Take the timid passer. You are driving along on the highway and you find yourself behind a car who is attempting to pass a truck. Picture the truck in the right lane, and your timid driver in the right land beside him. The pass begins well enough, but then, when right along side the truck, the driver seems to loose courage. Apparently unable to speed up or slow down, this driver forms an effective block to an increasingly long line of cars behind him.
What lies behind the behavior of the timid passer? When the driver is a woman, I find myself coming up with explanations like a failure to be assertive. What imaginary force would she violate if she sped ahead confidently? When the driver is a man, I tend to imagine that he is passive aggressive. Maybe he is punishing me for my desire to pass, and thinks that by stopping me, I will get my just deserts for my crime of self-interest.

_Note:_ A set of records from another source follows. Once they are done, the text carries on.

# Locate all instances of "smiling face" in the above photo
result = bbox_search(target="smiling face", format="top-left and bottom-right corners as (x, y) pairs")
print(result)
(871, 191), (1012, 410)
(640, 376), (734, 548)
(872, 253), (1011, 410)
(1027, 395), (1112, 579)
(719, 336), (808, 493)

Among my clients, too, there are multiple tales of road related torments. One such story led to a psychological break through. The client had a history of annoyance that occurred within him when he attempted to parallel park or scoot into a small spot lining the street. His annoyance was invariably directed toward the other drivers who treated him as an obstacle, and bore down on him, leaving him little time for the necessary vehicular adjustments. One day, he found himself on the other side of this event. A driver was scurrying to pull into a small spot on the side of the road causing my client to wait an extra minute or two. Worse than the arduous extra seconds of a computer search, my client was irritated to no end by the wait imposed upon him by the other driver’s maneuvers. Fortunately, my client had the insight to recognize the irony of the situation. He wanted to be unimpeded. We discussed the secret juvenile desires that lay secreted within each of us. Why can’t I go where I want and do what I want without any external limitation? These seemingly absurd desires lie at the heart of many an interpersonal trouble.
Human consciousness has the capacity to experience their vehicle as an extension of their own body in space. The moment we step into our car, we become that car by some secret calculation. When you witness strange behaviors on the road, you are seeing the manifestation of attitude. You notice the lingering next to a truck by the one who passes it, or the fierce, almost predatory behavior of the speeder who comes up on you so suddenly from behind that you scoot out the way in fear. Even the person who seems to veer into your lane very slightly as you pass-each of these are subtle indications of attitude.
When given a large, metallic body, a person becomes willing to demonstrate behaviors that he or she would never manifest during a leisurely stroll. Road rage evidences feelings that are ordinarily repressed. Our angers, insistences and fears take on an almost cartoon-like quality when we don the clothing of a vehicle. Take a moment to join me in a meditation on this fascinating, and sometimes dangerous phenomena. Then, if you are willing, reflect on what clues your own driving offers you about yourself.